The characterization of the selection function is a difficult but important problem. A scientist attempting to construct a survey sample which is ``unbiased'' with respect to some attribute must have access to a reliable description of the selection criteria which led to the choice of a particular field for observation. Without this information, hidden biases will creep into the constructed sample.

Current archives do not generally have sufficient information about the selection functions operating on their content. Large surveys have simple and well-defined selection functions and thus are much more useful for the purposes of Data Mining than are general archives of data from many individual proposals.

Other important missing metadata for ground-based observatories include weather monitoring, observation logs, and logging of other significant observatory events.

6. Processing

A Data Mining system would require processing at various stages. Ingestion might require fundamental calibration and would require processing to integrate new data into the existing system (generating new indices, object cross-identification). Later, processing may be necessary in order to fulfill a query where both the input data and the algorithm exist but where processing has not yet been carried out. These new results may be ingested into the database. Processing may also be needed where heterogeneous datasets have been retrieved and these need to be homogenized if order for analysis to proceed.

Processing is part of the selection and preparation of data but it must be recognized that not all possible data processing can be done ahead of time and the results stored. For example, it is not possible to anticipate all useful combinations of data and, furthermore, new data ingestion creates new opportunities for joint analysis.

7. Analysis Tools

This is the true Data Mining phase. Various algorithms can be applied including machine learning or automated discovery tools. However, all of the conventional scientific visualization and analysis tools are also applicable at this stage.

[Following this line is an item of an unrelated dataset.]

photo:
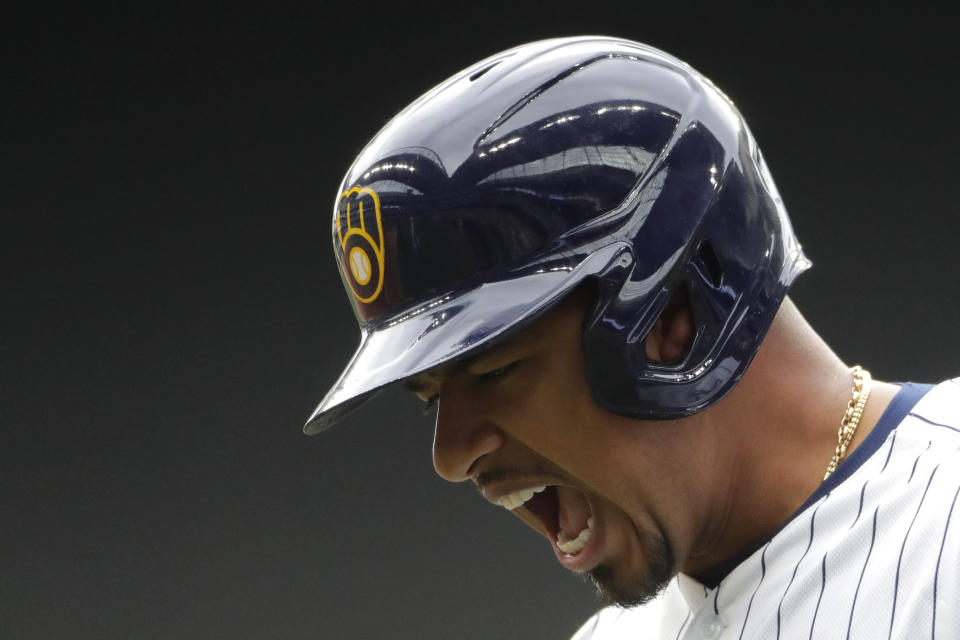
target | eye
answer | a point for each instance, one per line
(496, 374)
(430, 404)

The result of the analysis phase may be the establishment of the final results or, more frequently, refinement of the query or the scientific question itself and reiteration.

Much of what is described here is really infrastructure that is needed to produce a Data Warehouse that will then enable Data Mining.

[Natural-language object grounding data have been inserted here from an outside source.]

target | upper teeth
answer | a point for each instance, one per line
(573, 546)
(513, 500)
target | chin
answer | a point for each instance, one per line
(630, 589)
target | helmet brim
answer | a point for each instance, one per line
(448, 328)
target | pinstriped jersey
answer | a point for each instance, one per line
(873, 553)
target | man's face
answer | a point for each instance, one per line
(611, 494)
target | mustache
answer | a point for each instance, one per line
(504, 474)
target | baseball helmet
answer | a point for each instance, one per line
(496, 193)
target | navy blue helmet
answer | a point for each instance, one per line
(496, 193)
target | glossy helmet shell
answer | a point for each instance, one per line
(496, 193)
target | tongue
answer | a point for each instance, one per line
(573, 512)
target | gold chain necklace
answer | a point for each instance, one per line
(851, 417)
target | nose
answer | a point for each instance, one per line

8. Generating Content for Data Mining Systems

Our consideration of the problem of Data Mining has led to several conclusions. The most profound one is the following. If one sets as a goal the creation of a highly-effective information-management environment for astronomy (whether it is called Data Mining or something else), then impacts are created on all phases of the process of doing astronomy. These impacts are not trivial. For example, information that can be carried in the head of a single proposer-observer-analyst-interpreter-author as part of the current model of astronomical research, needs to be collected in machine-readable form at all stages (proposal, observation reduction) of the process. Thus new obligations and responsibilities for information collection are created for observatories.

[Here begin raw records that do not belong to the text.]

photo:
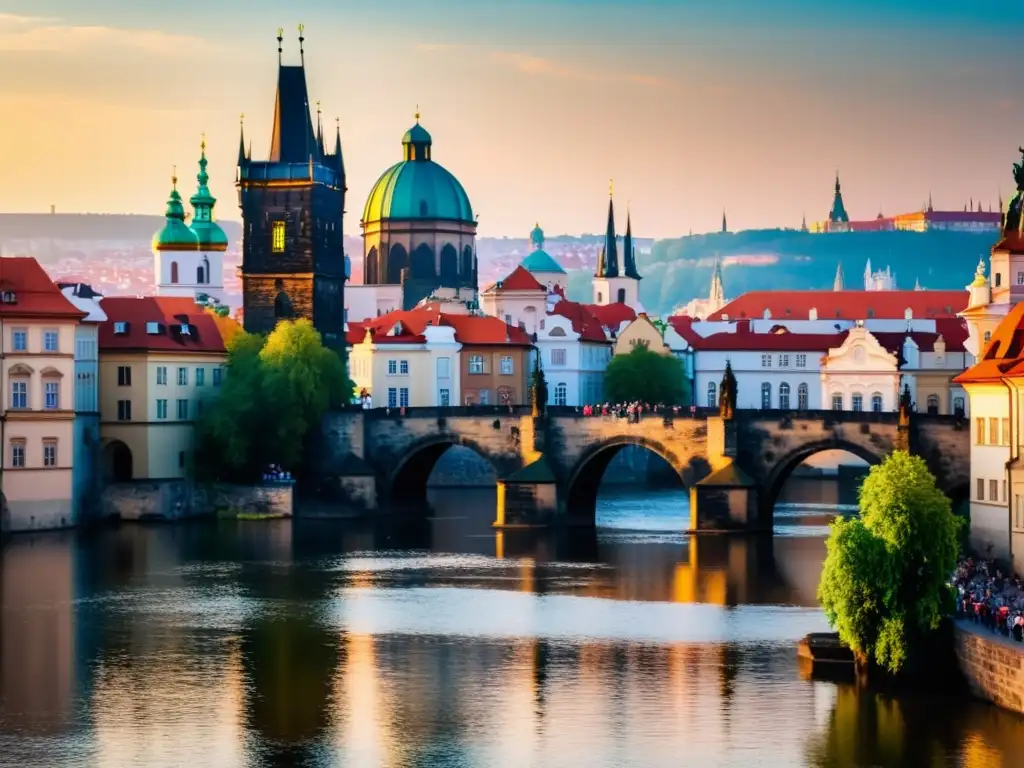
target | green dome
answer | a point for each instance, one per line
(418, 187)
(176, 235)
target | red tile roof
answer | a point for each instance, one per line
(845, 304)
(1004, 355)
(35, 294)
(517, 280)
(171, 312)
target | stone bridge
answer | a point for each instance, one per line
(550, 466)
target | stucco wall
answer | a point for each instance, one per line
(993, 666)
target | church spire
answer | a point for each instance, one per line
(607, 262)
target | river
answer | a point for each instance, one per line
(443, 643)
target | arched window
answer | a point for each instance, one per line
(561, 393)
(783, 396)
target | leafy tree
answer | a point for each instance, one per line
(644, 376)
(275, 391)
(886, 581)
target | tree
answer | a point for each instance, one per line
(274, 394)
(644, 376)
(886, 581)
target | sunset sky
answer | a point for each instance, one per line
(690, 105)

A second clear conclusion is that surveys represent by far the best content for Data Mining. The advantages of surveys include a clean and comprehensible selection function, homogeneity, and size. New surveys such as the Sloan Digital Sky Survey will join existing survey material in many different energy bands to produce a vast increase in the power of archival analyses.

A third conclusion is that much of the archive content of ground-based observatories that exists in 1999 will be usable only in a limited way in sophisticated Data Mining systems because a great deal of information has been irretrievably lost.

The designers of new observatories need to consider good information management one of the key components of their systems which, after all, produce nothing except information. The next generation of ground and space-based observatories will show improvement but it may not be until the following generation that the output of ground-based observatories can be used as input for sophisticated Data Mining systems.